Il a depuis été beaucoup plus loin.

Le premier ministre a déclaré cette semaine que les syndiqués des foyers de soins utilisent leurs journées de maladie comme s’il s’agissait de vacances. Il a révélé que ces congés sont souvent pris tout juste avant ou après leurs vacances, un congé férié ou pendant les saisons de chasse ou de pêche.

Le syndicat a répliqué que ses membres ont une charge de travail très lourde, qu’ils exercent des tâches stressantes et complexes, dans des conditions difficiles, et qu’il faut donc tenir compte de leur santé mentale.

Néanmoins, le coup a porté. Pour une rare fois, les employés des foyers de soins se sont retrouvés sur la défensive.

La raison est que Blaine Higgs a soulevé un enjeu bien réel, qui ne se limite d’ailleurs pas aux foyers de soins. C’est une situation qui existe un peu partout dans la fonction publique, y compris dans les écoles et dans le milieu hospitalier. De nombreux syndiqués du gouvernement estiment avoir mérité leurs congés de maladie et être en droit de les utiliser quand ils le désirent, qu’ils soient réellement malades ou non.

Dans les hôpitaux, le problème est devenu tellement important que pendant son éphémère passage à la tête du Réseau de santé Vitalité, Rino Volpé en a fait une priorité.

Il a révélé lors d’une sortie médiatique en 2013 que ses employés prenaient en moyenne 13 journées de maladie par année, la plupart du temps les lundis et les vendredis, ce qui donne commodément à l’employé «malade» une longue fin de semaine.

Surtout, il a voulu mettre fin à une pratique qui permettait aux employés d’hôpitaux d’utiliser leurs jours de maladie non utilisés pendant leur carrière pour prendre une «année de maladie» juste avant la retraite. Vous devinerez que la mesure n’avait pas été bien accueillie par les syndiqués.

Évidemment, un tel problème ne se résoudra pas à l’aide de déclarations-chocs dans les médias. Dans l’histoire des relations de travail au Canada, ce n’est probablement jamais arrivé qu’un politicien (ou un dirigeant d’entreprise, ou un négociateur…) réussisse à mettre fin à une dispute de cette manière.

Un conflit de travail se règle par la négociation ou encore avec l’arbitrage. Pas avec des déclarations spectaculaires. M. Higgs le sait très bien. Ses sorties des derniers jours ne représentent pas une stratégie de négos. Il s’agit plutôt de relations publiques.
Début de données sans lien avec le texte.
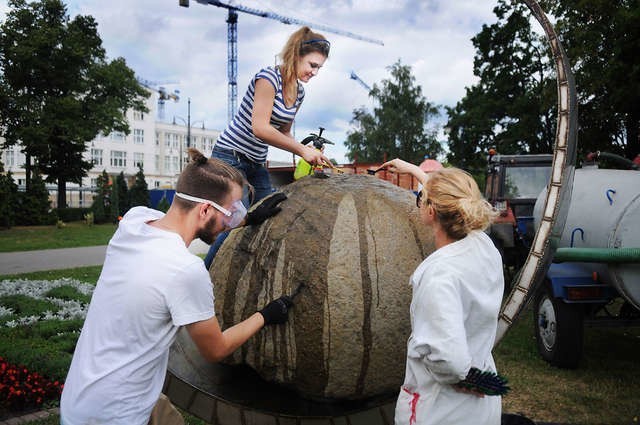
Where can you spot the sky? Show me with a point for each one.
(185, 49)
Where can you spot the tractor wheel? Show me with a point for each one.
(558, 328)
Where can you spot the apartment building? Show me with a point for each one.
(160, 147)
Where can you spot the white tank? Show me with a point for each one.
(605, 213)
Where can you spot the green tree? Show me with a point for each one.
(398, 126)
(602, 40)
(101, 206)
(122, 194)
(58, 91)
(34, 203)
(8, 198)
(139, 192)
(163, 204)
(512, 107)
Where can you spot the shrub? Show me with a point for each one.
(71, 214)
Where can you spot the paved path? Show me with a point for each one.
(66, 258)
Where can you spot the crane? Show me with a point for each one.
(163, 95)
(232, 40)
(354, 76)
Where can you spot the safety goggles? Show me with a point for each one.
(232, 219)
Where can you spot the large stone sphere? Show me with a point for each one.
(352, 242)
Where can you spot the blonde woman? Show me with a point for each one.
(266, 115)
(457, 291)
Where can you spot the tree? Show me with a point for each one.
(122, 194)
(8, 198)
(163, 204)
(398, 125)
(512, 107)
(602, 40)
(58, 91)
(139, 192)
(101, 206)
(34, 202)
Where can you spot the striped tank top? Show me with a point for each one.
(238, 135)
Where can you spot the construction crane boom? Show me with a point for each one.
(288, 20)
(163, 95)
(354, 76)
(232, 39)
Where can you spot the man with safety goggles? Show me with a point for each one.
(150, 287)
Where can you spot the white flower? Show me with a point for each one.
(37, 289)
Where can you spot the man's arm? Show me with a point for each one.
(214, 345)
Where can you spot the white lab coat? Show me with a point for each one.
(457, 292)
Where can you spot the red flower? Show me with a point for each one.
(20, 389)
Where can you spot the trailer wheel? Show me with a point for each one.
(558, 328)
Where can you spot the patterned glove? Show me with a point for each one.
(486, 382)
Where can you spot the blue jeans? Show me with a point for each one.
(256, 174)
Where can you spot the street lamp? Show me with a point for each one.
(189, 125)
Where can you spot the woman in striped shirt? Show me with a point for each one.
(265, 116)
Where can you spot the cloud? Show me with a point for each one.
(162, 41)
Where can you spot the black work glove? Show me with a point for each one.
(267, 208)
(276, 312)
(484, 382)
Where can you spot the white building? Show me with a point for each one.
(160, 147)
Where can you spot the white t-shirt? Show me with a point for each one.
(150, 285)
(457, 292)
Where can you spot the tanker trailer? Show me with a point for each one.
(595, 277)
(345, 247)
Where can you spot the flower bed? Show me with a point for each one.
(39, 325)
(22, 390)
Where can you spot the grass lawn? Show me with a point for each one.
(77, 234)
(605, 389)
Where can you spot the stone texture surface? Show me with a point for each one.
(353, 242)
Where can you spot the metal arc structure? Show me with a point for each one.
(556, 205)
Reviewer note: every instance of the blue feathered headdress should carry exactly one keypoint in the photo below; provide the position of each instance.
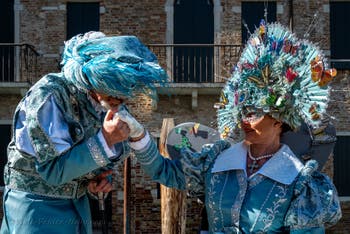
(116, 66)
(277, 74)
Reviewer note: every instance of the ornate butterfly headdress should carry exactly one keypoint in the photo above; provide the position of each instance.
(277, 74)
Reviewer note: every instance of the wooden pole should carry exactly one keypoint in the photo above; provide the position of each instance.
(173, 201)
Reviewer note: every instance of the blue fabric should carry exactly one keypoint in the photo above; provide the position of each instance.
(261, 203)
(46, 180)
(116, 66)
(28, 213)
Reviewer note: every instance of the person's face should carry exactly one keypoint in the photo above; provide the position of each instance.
(260, 129)
(108, 102)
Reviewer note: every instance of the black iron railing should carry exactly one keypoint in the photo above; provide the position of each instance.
(18, 62)
(197, 63)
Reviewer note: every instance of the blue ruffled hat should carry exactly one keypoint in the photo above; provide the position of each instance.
(277, 74)
(116, 66)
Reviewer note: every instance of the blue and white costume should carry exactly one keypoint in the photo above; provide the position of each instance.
(57, 144)
(283, 195)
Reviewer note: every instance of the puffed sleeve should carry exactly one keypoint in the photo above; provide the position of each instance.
(195, 165)
(315, 204)
(187, 172)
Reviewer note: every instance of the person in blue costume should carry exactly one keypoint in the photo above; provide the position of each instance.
(258, 185)
(66, 137)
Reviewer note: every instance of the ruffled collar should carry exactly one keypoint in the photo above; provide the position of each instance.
(283, 167)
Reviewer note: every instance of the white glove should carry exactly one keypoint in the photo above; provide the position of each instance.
(136, 129)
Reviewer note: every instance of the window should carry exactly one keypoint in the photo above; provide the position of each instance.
(5, 138)
(342, 164)
(340, 35)
(82, 17)
(253, 12)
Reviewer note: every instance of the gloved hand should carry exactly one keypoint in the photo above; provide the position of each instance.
(136, 129)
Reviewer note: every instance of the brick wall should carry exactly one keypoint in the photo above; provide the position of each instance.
(43, 24)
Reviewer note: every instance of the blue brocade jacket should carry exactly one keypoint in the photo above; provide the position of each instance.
(284, 196)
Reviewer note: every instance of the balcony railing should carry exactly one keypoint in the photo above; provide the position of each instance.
(197, 63)
(18, 63)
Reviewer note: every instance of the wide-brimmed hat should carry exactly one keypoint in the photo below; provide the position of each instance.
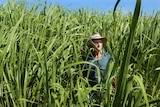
(97, 36)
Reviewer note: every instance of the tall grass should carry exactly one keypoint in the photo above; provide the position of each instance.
(43, 50)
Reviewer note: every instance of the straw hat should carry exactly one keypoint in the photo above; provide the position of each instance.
(97, 36)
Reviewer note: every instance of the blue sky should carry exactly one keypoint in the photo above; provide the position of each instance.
(148, 6)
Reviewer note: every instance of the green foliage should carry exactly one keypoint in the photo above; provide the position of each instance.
(43, 52)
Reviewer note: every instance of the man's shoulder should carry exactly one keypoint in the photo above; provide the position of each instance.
(106, 53)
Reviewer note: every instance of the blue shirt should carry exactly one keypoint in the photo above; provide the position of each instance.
(101, 63)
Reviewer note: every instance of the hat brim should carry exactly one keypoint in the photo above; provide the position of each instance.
(104, 40)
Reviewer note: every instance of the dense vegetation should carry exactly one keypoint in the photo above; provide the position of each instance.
(43, 50)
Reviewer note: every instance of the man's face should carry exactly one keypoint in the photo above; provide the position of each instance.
(98, 44)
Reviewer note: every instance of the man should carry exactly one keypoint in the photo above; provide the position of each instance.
(99, 57)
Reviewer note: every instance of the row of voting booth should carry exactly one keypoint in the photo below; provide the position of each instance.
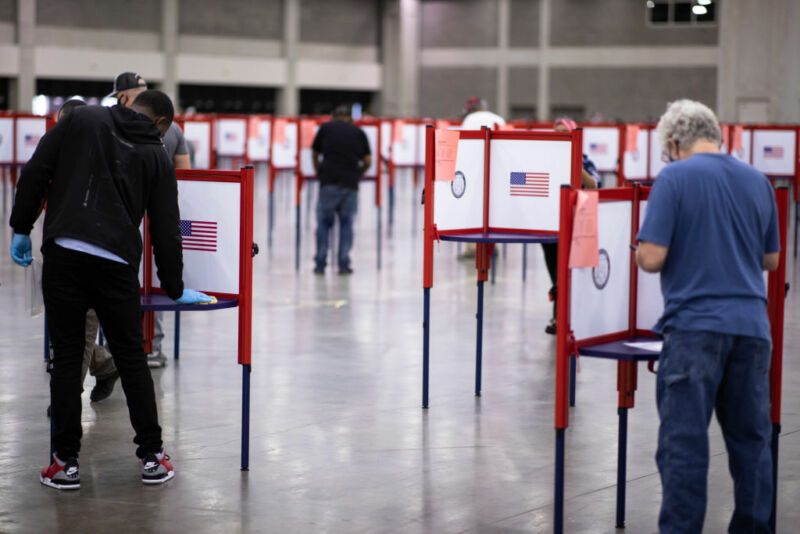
(520, 186)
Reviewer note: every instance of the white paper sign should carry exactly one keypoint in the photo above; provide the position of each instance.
(258, 146)
(198, 134)
(6, 140)
(231, 136)
(774, 151)
(29, 131)
(599, 297)
(525, 181)
(458, 204)
(601, 144)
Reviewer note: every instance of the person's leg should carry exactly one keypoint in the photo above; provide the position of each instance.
(64, 280)
(743, 412)
(689, 372)
(326, 205)
(347, 214)
(116, 300)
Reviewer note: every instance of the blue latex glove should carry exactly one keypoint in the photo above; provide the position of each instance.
(21, 250)
(190, 296)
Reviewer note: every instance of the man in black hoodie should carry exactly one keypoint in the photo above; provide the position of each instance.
(101, 169)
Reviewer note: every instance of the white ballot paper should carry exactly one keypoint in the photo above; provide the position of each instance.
(653, 346)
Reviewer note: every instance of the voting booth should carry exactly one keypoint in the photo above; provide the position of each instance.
(489, 187)
(198, 130)
(216, 226)
(608, 311)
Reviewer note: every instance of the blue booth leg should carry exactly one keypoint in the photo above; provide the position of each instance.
(177, 335)
(245, 417)
(558, 501)
(426, 347)
(479, 341)
(622, 458)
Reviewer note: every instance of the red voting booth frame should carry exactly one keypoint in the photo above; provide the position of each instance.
(304, 143)
(567, 347)
(243, 300)
(484, 236)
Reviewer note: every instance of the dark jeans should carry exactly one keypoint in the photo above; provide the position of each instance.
(73, 282)
(335, 201)
(699, 372)
(551, 261)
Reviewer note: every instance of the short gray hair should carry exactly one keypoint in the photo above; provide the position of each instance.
(687, 122)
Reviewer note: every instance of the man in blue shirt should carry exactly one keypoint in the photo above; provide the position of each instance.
(711, 229)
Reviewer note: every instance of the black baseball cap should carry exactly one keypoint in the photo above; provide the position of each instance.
(127, 80)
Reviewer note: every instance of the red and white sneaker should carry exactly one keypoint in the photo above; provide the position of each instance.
(62, 474)
(156, 468)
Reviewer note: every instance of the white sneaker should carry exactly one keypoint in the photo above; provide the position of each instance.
(156, 360)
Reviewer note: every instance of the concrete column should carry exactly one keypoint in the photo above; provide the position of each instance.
(289, 99)
(408, 83)
(25, 86)
(543, 99)
(169, 45)
(503, 37)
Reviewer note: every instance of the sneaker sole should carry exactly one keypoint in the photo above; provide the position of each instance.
(49, 482)
(154, 481)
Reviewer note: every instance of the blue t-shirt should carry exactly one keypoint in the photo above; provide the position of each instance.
(717, 216)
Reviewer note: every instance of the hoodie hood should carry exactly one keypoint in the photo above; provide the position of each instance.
(135, 127)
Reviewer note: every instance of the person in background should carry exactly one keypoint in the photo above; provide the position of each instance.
(589, 180)
(96, 359)
(127, 86)
(101, 169)
(341, 156)
(477, 115)
(711, 229)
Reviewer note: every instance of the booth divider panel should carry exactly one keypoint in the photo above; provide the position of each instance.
(457, 208)
(599, 296)
(601, 144)
(535, 206)
(774, 152)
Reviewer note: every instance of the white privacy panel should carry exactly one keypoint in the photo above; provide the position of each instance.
(284, 155)
(601, 144)
(599, 297)
(6, 140)
(405, 151)
(636, 162)
(198, 134)
(258, 144)
(774, 151)
(525, 178)
(656, 155)
(231, 136)
(371, 131)
(459, 204)
(743, 153)
(649, 302)
(29, 131)
(210, 214)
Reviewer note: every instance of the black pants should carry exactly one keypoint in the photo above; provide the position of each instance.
(551, 260)
(73, 282)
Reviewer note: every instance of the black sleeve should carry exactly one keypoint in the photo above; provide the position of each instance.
(165, 234)
(316, 146)
(35, 177)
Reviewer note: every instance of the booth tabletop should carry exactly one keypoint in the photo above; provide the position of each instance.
(621, 350)
(159, 302)
(501, 237)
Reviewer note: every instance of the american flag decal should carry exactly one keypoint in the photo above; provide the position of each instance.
(774, 152)
(530, 184)
(199, 235)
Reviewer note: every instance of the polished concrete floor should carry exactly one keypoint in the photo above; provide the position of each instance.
(339, 442)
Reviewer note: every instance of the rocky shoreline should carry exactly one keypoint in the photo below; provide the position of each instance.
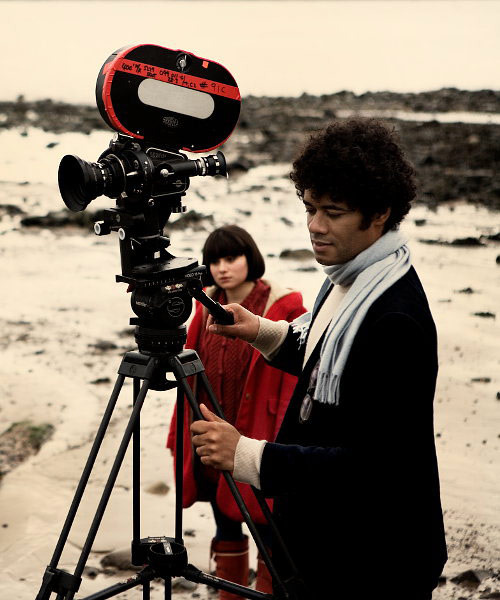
(455, 161)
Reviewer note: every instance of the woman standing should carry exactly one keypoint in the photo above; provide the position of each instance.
(253, 395)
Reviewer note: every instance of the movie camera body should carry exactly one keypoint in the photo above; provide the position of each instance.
(160, 102)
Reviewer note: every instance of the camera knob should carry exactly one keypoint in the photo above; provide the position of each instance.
(101, 228)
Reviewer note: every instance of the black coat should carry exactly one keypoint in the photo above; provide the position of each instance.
(356, 488)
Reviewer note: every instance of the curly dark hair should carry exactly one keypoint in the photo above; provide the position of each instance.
(360, 162)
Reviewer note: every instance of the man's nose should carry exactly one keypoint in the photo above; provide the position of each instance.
(317, 223)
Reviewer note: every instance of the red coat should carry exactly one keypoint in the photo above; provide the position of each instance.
(265, 397)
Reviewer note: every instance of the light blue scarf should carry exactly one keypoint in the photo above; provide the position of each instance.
(369, 274)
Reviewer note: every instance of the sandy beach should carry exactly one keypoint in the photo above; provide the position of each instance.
(64, 324)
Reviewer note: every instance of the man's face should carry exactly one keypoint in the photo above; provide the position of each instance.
(336, 230)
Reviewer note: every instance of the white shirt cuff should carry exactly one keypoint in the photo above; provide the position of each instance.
(270, 337)
(247, 460)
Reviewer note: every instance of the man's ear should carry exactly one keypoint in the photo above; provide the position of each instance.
(379, 219)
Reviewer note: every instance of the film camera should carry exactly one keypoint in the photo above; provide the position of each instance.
(159, 102)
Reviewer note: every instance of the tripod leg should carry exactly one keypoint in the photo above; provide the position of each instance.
(86, 471)
(181, 377)
(257, 493)
(136, 470)
(179, 465)
(110, 482)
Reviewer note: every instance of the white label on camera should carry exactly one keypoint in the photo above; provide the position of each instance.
(176, 98)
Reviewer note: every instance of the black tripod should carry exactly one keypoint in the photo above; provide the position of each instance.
(161, 557)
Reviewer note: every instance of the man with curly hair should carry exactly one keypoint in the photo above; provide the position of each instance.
(353, 471)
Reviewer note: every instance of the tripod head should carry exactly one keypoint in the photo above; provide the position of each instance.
(158, 101)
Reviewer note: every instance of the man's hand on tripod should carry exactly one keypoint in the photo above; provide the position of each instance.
(246, 324)
(215, 440)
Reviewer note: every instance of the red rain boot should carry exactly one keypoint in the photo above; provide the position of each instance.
(231, 559)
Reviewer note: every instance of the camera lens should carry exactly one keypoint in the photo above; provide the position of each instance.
(79, 182)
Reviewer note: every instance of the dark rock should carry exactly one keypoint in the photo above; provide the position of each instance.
(101, 380)
(240, 165)
(301, 254)
(472, 578)
(103, 346)
(20, 441)
(182, 584)
(469, 242)
(119, 560)
(193, 220)
(159, 489)
(10, 210)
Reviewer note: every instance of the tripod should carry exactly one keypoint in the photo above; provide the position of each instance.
(161, 557)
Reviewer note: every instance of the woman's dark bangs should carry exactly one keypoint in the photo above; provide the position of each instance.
(221, 245)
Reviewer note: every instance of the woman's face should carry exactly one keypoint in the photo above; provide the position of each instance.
(229, 272)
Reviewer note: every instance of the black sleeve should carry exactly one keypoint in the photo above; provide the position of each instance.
(390, 377)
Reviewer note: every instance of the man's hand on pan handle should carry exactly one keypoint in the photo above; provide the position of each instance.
(246, 324)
Il faudra éventuellement que les deux parties acceptent des compromis. Nous n’en sommes pas là. Le jugement du 5 juillet déterminera si les travailleurs disposent d’un rapport de force suffisant pour faire plier Fredericton en faisant la grève.

S’ils perdent leur cause, le bras de fer pourrait se poursuivre encore longtemps. D’où l’importance pour le gouvernement d’imposer dès maintenant sa vision des choses auprès de l’opinion publique.